Weird, when you yourself are fine but you're with people who are not. A woman's son has moved into her house, his own being uninhabitable; she thinks her own is not far behind, as the waters in thier town have yet to crest. They've only been in touch by cellphone; she is up here, where things are fine.
Prayer connects those of us who are fine with those of us who are not. Television and radio do, too, but there we only see and hear their voices and images: we can choose not to connect and just change the channel. To pray for someone in need is to get into the boat with him, to run up the hill to higher ground with her. To pray for someone in need is to agree to let the world of another interfere with your world. Touch your world, and change it.
Is it a duty? In Judaism, the mitzvah -- the good deed -- isn't an option. It's an obligation. You don't get extra points with God for doing a good deed -- you have to do the mitzvah in order to be an observant Jew. Even secular Jews, who do not keep the welter of other Jewish laws, remember the obligation of the mitzvah, and have taught us all to expect that all Jews will have a strong commitment of social justice. We're always surprised when we meet one who seems not to care much about it.
Besides the many kinds of hands-on service a person might render to someone less fortunate, prayer itself is a mitzvah.
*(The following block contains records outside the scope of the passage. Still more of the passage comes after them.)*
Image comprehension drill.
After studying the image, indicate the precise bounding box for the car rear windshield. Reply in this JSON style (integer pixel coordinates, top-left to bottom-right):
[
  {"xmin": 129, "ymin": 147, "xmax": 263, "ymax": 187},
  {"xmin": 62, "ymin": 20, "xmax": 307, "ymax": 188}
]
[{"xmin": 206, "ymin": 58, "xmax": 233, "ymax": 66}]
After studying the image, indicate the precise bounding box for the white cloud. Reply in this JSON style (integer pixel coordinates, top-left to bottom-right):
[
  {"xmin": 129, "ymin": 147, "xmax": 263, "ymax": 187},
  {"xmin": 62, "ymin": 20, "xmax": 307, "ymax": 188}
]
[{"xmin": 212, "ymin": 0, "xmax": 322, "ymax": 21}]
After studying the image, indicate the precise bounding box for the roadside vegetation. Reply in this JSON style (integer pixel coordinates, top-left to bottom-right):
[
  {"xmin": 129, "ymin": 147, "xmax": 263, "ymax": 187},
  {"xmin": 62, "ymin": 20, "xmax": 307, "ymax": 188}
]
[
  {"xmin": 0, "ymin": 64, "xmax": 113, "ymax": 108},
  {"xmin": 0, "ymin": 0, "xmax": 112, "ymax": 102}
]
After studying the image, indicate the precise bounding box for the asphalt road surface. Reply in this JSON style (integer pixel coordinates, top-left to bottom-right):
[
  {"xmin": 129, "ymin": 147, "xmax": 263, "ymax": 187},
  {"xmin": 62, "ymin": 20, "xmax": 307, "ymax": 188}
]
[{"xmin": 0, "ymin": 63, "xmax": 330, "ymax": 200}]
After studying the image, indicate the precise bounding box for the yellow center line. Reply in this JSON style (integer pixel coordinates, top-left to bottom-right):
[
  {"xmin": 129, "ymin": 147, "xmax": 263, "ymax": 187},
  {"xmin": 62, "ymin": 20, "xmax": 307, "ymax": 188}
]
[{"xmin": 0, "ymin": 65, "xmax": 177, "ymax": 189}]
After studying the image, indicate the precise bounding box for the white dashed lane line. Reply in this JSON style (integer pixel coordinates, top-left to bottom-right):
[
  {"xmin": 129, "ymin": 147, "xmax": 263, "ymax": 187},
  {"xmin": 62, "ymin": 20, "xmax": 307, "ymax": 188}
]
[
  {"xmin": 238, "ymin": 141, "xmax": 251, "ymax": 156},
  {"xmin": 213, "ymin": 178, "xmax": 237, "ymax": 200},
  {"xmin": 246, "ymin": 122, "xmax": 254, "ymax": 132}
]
Like all mitzvah, it connects us to the ones we may not even see, connects us through the medium of their need and our ability to care about it. Like all mitzvah, prayer teaches us to be human.
We often say that a person who offers extraordinary service to someone else is a saint. Perhaps. But a Jew probably wouldn't say that. He would use another word: he'd call that good person a mensch.
Which is just to say, to be precise, that he is a human being.